As summer approaches, spending time with J’s siblings has become one of our top priorities. Two weeks ago, we took A out for dim sum. She and J picked up right where they left off in the park: snapchat filters, dancing to Baby Shark and playing with each other’s hair. Last weekend, his brother and his family were over for dinner. J grabbed his brother’s hand as soon as he entered and pulled him into the back yard to play basketball. This upcoming weekend, we’ll attend his oldest brother’s graduation party.

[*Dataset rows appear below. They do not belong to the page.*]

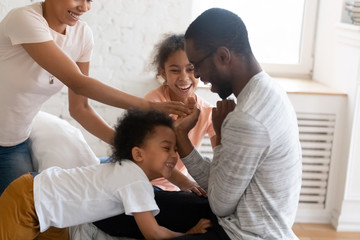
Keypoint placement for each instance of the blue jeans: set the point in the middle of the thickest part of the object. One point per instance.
(14, 162)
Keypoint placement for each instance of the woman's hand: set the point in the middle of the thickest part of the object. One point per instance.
(177, 108)
(200, 227)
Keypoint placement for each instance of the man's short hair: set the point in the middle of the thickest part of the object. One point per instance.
(219, 27)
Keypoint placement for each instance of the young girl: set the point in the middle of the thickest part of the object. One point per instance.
(43, 47)
(179, 84)
(44, 204)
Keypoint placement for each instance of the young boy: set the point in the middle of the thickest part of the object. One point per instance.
(44, 204)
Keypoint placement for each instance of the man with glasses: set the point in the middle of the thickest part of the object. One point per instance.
(254, 179)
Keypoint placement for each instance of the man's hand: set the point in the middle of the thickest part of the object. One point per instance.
(200, 227)
(185, 123)
(176, 108)
(223, 108)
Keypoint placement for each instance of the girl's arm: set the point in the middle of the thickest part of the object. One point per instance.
(50, 57)
(84, 114)
(151, 229)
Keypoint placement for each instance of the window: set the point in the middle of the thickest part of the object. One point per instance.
(281, 32)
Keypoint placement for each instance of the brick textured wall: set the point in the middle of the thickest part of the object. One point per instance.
(125, 32)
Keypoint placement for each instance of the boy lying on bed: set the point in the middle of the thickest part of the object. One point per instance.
(44, 204)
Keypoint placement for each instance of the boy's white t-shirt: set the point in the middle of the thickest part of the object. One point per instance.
(24, 85)
(69, 197)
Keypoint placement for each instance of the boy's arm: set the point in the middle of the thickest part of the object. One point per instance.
(185, 184)
(151, 229)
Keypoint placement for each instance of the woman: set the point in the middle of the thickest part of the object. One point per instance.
(43, 47)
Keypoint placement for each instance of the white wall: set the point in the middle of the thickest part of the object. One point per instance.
(125, 33)
(337, 64)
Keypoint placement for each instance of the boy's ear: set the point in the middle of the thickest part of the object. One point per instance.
(162, 73)
(137, 154)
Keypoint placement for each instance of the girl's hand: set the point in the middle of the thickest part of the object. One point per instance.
(177, 108)
(193, 187)
(200, 227)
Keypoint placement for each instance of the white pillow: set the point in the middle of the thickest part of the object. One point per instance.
(55, 142)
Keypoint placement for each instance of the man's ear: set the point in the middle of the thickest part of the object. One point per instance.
(224, 55)
(137, 154)
(162, 73)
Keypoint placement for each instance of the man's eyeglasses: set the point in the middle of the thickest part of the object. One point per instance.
(198, 63)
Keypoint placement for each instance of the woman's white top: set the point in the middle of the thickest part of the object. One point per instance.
(24, 85)
(69, 197)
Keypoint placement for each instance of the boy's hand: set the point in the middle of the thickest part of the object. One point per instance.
(200, 227)
(193, 187)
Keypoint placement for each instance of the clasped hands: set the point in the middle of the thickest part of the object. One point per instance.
(186, 122)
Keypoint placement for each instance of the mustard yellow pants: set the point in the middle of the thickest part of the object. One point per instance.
(18, 219)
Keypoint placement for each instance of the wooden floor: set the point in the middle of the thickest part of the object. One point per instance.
(311, 231)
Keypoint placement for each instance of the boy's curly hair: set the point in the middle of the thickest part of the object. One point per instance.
(132, 128)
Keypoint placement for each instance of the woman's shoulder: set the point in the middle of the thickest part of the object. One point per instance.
(25, 17)
(34, 9)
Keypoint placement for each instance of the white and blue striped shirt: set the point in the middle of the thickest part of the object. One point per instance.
(254, 179)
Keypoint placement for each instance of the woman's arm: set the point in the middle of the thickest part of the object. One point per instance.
(50, 57)
(151, 229)
(84, 114)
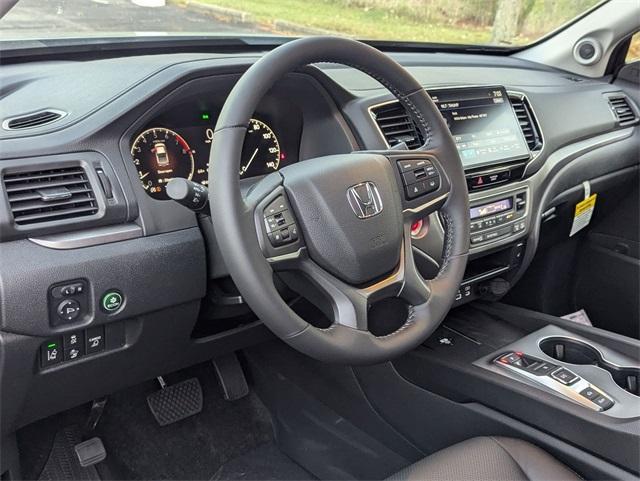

We know that adoption is complicated. Transracial adoption from foster care is complicated. It’s messy, it’s layered, and it’s also rich and beautiful and transformative. We have ideas about how we want to raise J, but we know we’ll slip up, or get caught in our own routine. Or we’ll just get tired and forget to stay vigilant in all the ways he’ll need us to stay vigilant as he grows and begins to experience racism. But right now, having his siblings be a constant part of his life fills us all up. Both Nicole and I are fortunate enough to come from wonderful families. Families who love us and cherish the time they spend with us and with J. With that being said, we recognize that our privilege of being white is not his. Before Nicole and I started the process to create our family, we were committed to speaking out against white supremacy and racial injustice of any kind, but this takes on new urgency when you’re raising a child of color. We also see how the grief, and often the trauma, that children suffer when they are separated from their birth family is often invisible and goes unacknowledged. I’m grateful that as J grows up, he will be hard pressed to remember a time that his birth family was not a part of his life. My hope is that this connection will help him to hold love and loss at the same time. I recognize the value his birth family will have in his life is great, and it is for me too, because without them there would be no J. This will forever inform my thinking about what family means and what family can mean. In the end, the more people there are in this world loving our son, the more this becomes the kind of world I want to live in.